For me, the Extraction Argument for shooting doc interviews has been by far the most compelling reason to shoot 4K. Much more compelling than shooting 4K for commercials or for SNL – both of which I have done quite a bit but nothing has made a bigger impact on the storytelling than when shooting 4K for a doc. As a way of editing together an emotionally engaging interview, I think this method is absolutely revolutionary.

On the post-production side, “Hobbit Office” and “Serial” were both cut in Adobe Premiere Pro. At SNL, our editor, Adam Epstein, is constantly bouncing between Premiere and After Effects – and to a lesser extent, Adobe Audition and Photoshop — so just using Dynamic Link alone saves us crucial time every week. Premiere’s ability to cut just about any format natively is another big reason we use it.  You can even cut multiple formats within the same timeline, so for “Serial”, Adam could import the Arri Amira files, the 5DmIII footage and even the iPhone files into the same timeline, and just start cutting.  The Amira shoots 2K ProRes – which is relatively lightweight compared to 4K RAW formats, so workflow was a breeze. But even when we shoot 4K RAW with the Epic Dragon, Adam has had no problem cutting the .R3D files natively within Premiere Pro.

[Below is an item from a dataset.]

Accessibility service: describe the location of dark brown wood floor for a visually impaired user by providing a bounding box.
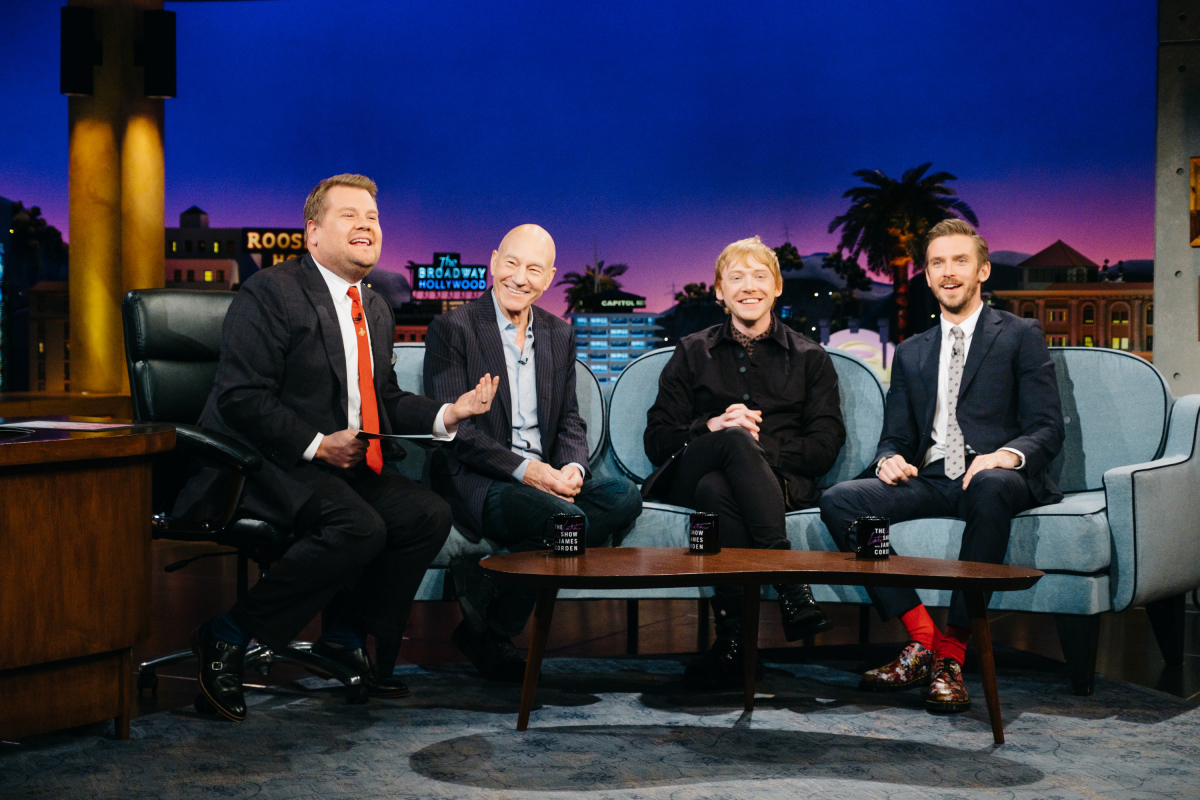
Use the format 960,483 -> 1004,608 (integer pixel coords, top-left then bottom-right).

My doc workflow is a little different. I’m dealing with dramatically more footage than an SNL spot. At SNL we average about 2-3 hours of footage per shoot day. By comparison, for my documentary “Bigger Stronger Faster”, we shot over 300 hours of footage over the course of 2 years – and that was only HD resolution. For my new doc, the Canon C500 shoots uncompressed 4K at 1TB/hour! Imagine dealing with 300TB of footage…There is just no way I can afford THAT MUCH storage. So first of all, we’re definitely not shooting 300 hours of footage again. But we’re also using Adobe Media Encoder to create 2K Proxy files so that we’re not dealing with the massive 4K files until the very end of post. The proxy file are exact duplicates of the 4K footage but at 2K resolution and file size – the files names and timecode are all included in the duplicate. So we’re cutting the doc at 2K resolution and will later conform the 4K footage after we lock picture for the color grade.  We’re also doing all of the re-framing in Premiere with the 2K footage, and when we export the XML file, it will even carry over all of the re-framing information for the 4K conform. value of my domain name day-trips The post workflow looks roughly like this:


I’ll be posting a couple BTS videos (HERE) along with more about the process on this documentary as we complete the film over the course of the next year. Hopefully this will be an interesting counterpoint to the “How We Did It” fast turn-around stories from the trenches of SNL.